サンセバスチャンの旧市街には300軒以上のバルがあるといわれています。今回はその中から、日本人観光客に人気の定番バル6軒を、12月の金・土の2日間で回ってきました。

結論からいうと、6軒は1日でも回れるけれど、2〜3日に分散したほうが圧倒的に快適です。この記事では、6軒の実食レポと、金土・昼夜の混雑事情、特に激混みだったGandariasの様子まで、夫婦2人で実際に体験したことをまとめます。

結論|定番6軒は1日でも行ける、ただし分散がおすすめ

サンセバスチャンのバル巡り|基本の考え方
金曜昼の様子
夜のサンセバスチャンの旧市街
土曜夜の様子

サンセバスチャンの旧市街はコンパクトで、バル同士の距離は徒歩30秒〜3分。物理的には1日で6軒を回ることは可能です。

ただ、実際に2日に分けてみて、1日に詰めなくてよかったと心底思いました。理由は次の3つです。

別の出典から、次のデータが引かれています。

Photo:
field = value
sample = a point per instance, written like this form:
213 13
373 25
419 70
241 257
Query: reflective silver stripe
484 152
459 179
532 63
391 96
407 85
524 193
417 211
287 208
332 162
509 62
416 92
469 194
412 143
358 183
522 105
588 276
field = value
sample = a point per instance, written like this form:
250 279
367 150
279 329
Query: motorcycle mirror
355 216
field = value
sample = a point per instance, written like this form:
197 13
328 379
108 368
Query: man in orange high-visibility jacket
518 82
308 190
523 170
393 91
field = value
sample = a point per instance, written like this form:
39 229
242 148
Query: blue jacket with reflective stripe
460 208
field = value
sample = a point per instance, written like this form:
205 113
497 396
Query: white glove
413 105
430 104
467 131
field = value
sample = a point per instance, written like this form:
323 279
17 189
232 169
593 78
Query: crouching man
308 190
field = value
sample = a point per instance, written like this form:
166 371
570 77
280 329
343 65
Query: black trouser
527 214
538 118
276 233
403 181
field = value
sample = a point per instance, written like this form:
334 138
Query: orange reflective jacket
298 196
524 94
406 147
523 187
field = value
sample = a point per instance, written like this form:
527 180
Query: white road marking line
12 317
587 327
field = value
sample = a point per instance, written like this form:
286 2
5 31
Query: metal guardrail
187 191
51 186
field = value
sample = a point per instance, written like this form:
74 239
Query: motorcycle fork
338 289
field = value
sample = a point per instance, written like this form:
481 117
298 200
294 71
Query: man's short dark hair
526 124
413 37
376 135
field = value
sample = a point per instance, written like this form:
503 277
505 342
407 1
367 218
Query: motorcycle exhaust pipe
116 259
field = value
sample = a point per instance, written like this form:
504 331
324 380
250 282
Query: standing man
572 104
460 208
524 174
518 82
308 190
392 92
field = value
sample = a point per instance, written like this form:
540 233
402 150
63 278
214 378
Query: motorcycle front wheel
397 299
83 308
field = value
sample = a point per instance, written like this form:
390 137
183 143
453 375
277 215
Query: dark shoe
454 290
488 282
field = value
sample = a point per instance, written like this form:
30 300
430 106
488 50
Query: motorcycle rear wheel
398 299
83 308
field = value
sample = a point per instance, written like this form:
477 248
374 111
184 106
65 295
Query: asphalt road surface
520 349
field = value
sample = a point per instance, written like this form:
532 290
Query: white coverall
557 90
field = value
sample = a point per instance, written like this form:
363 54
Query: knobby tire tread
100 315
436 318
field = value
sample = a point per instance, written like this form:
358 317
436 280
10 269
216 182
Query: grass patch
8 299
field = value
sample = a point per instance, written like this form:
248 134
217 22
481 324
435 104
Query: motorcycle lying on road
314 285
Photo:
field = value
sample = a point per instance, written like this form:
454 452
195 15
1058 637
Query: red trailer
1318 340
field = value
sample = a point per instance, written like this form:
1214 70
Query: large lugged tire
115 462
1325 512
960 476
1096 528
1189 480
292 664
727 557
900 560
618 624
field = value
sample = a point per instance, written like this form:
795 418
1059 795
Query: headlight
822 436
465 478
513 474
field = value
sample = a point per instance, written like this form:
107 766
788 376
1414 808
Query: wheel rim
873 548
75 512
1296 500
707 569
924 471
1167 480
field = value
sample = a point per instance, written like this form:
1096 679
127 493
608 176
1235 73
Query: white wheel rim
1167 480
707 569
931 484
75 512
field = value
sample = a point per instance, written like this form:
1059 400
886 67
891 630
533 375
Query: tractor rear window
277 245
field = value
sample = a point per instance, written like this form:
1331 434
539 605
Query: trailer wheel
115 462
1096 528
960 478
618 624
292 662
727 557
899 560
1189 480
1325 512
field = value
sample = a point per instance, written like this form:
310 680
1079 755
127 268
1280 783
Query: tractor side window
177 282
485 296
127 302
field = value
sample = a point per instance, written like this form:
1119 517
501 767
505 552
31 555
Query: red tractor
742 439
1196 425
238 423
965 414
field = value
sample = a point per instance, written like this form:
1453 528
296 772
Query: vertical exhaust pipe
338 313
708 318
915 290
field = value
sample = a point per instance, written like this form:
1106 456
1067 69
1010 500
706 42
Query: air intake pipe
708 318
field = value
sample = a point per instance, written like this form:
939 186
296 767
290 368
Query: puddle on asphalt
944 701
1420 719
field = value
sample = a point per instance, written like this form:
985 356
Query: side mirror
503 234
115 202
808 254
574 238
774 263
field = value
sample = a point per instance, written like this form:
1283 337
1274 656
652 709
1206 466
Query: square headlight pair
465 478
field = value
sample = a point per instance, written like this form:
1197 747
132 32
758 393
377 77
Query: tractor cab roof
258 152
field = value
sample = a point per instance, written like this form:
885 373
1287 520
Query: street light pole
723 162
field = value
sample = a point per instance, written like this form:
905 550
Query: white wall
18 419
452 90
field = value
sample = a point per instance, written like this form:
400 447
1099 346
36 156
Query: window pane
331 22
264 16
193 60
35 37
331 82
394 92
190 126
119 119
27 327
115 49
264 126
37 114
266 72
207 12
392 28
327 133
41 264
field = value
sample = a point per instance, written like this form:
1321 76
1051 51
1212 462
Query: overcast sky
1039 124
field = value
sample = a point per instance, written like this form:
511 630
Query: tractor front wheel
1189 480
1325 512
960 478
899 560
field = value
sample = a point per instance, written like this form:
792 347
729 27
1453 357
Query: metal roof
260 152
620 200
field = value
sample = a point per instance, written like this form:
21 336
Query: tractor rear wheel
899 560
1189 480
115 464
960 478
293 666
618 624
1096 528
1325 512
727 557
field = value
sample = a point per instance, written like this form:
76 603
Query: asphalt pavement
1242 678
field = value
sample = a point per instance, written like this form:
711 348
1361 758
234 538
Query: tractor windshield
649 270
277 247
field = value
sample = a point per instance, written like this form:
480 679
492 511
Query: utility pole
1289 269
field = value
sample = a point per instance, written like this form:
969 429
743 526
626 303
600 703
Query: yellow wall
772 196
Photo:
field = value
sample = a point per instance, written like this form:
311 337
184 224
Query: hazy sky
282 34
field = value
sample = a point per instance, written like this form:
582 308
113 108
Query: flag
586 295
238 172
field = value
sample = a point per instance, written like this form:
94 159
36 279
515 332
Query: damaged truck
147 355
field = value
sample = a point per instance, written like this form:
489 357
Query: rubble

  • 1皿ずつでも満腹になる:1軒で1〜2品に絞っても、6軒回ると確実にお腹がはちきれる
  • 人気店は時間帯で混雑度が違う:特にGandariasは土曜の夜、注文するだけで一苦労だった
  • 入れなかった店があっても次の日にリトライできる:選択肢が増える

「もっと食べ歩きたい」気持ちが強い人は3泊以上を確保すると、定番6軒に加えてマニアックな店も回れます。

行った6軒の実食レポ(注文品と感想)

12月上旬の金曜と土曜に、昼と夜を組み合わせて回りました。

1. Bar Sport(バル・スポルト)|フォアグラとウニグラタン

BAR SPORTの入口

金曜の昼過ぎに訪問。ほぼ満席でしたが入れました。日本人客が多く、メニューに日本語表記もある定番店です。

注文:チャコリ/ウニのグラタン/生ハムのコロッケ/フォアグラ焼き

BAR SPORTのメニュー表
BAR SPORTのウニのグラタン
BAR SPORTの生ハムのコロッケ
BAR SPORTのフォアグラ焼き
BAR SPORTのチャコリ

フォアグラ焼きの量と火入れがすごい。豪快に乗ったフォアグラの柔らかさと塩加減で、チャコリとの相性が抜群でした。ウニのグラタンも見た目が可愛く、中にイカが入っていて記憶に残る一皿。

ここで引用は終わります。